As a whole, non-OPEC countries are expected to supply 72.6 million bpd of oil in 2026, while by 2040, supply will decline to 66.4 million barrels, compared to the earlier forecast, which envisaged non-OPEC supplies by 2040 of 62.6 million bpd.
After the mid-2020s, only two non-OPEC nations will be able to significantly ramp up production - Brazil and Kazakhstan, the cartel said in its report.
In the coming five years, Russia could boost liquid hydrocarbon production by a modest 100,000 bpd to 11.5 million bpd in 2024. In particular, a slight growth in tight oil production volume is likely to be offset by slightly reduced production of traditional oil, while gas condensate output will rise by 100,000 bpd.
OPEC expects that few greenfield projects will come online in Russia in this period. New projects starting up, or where ramp-up continues, include Kuyumbinskoye, Tagulskoye and Lodochnoye in Eastern Siberia, and Russkoye, Spilmana, Vinogradov and the Erginskiy cluster of fields in Western Siberia, the latter of which is expected to add 175 tb/d.
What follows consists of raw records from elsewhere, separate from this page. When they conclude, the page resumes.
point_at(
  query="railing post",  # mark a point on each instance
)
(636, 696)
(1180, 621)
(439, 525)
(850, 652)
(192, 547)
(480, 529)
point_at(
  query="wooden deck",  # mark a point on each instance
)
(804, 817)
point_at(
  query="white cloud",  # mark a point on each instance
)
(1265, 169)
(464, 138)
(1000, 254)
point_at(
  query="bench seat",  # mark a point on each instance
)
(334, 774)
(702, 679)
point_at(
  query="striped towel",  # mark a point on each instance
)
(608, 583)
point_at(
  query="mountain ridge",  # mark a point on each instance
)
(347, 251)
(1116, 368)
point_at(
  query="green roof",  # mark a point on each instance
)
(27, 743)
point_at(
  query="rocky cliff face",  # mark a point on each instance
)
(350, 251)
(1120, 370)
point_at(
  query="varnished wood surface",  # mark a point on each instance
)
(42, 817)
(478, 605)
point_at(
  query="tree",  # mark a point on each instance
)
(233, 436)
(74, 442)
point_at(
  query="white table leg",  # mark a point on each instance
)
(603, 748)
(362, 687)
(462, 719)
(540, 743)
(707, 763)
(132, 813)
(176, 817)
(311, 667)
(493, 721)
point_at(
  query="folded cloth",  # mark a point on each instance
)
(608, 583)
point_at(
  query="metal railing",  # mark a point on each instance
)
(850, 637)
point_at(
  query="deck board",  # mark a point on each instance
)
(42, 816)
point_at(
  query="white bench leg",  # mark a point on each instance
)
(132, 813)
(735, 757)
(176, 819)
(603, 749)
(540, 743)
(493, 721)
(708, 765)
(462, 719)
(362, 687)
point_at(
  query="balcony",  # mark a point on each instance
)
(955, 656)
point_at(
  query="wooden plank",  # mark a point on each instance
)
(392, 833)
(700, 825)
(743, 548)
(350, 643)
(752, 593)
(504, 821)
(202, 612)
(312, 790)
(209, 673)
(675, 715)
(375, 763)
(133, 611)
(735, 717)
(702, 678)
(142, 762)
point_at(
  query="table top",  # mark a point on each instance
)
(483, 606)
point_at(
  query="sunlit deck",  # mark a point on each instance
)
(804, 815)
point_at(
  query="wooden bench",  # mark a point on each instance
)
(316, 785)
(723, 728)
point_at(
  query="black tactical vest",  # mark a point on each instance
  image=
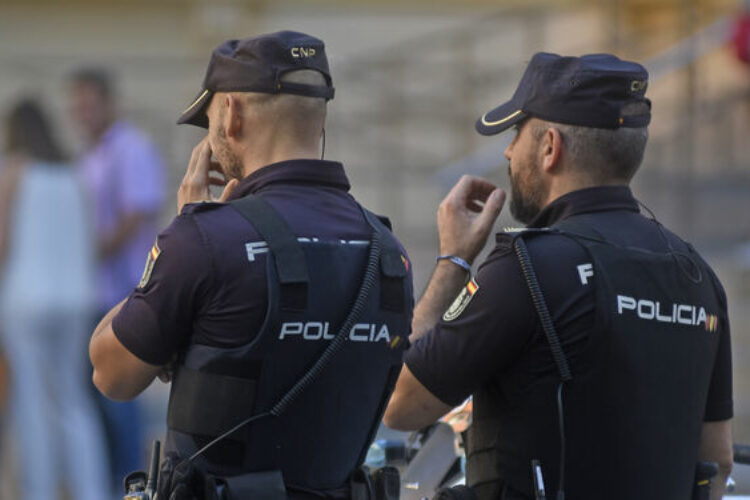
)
(324, 435)
(633, 415)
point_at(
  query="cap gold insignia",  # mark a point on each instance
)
(501, 121)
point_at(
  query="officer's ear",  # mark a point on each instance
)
(233, 116)
(551, 147)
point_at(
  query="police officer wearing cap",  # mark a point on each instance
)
(595, 342)
(280, 310)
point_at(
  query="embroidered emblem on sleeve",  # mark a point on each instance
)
(461, 301)
(153, 254)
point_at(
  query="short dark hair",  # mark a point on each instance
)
(97, 77)
(606, 154)
(28, 132)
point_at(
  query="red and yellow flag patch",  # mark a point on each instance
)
(153, 254)
(461, 301)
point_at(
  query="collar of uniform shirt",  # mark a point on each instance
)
(323, 172)
(594, 199)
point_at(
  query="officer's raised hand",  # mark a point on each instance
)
(465, 219)
(466, 216)
(197, 180)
A key determinant for longer-term Russian supply will be how upstream and other taxes are applied. The implementation of a new tax, the so-called Excess Profit Tax (EPT), began this year on a trial group of fields with collective output of around 440,00 bpd. A positive evaluation of this new tax might see it progressively extended to more fields, which, in addition to other incentives for remote, expensive or difficult-to-produce fields, could result in higher liquids production than projected in this outlook. The Russian government has spoken about the need to open new frontier areas, including tight oil, offshore production, and Arctic acreage - so far all largely untapped, OPEC analysts said.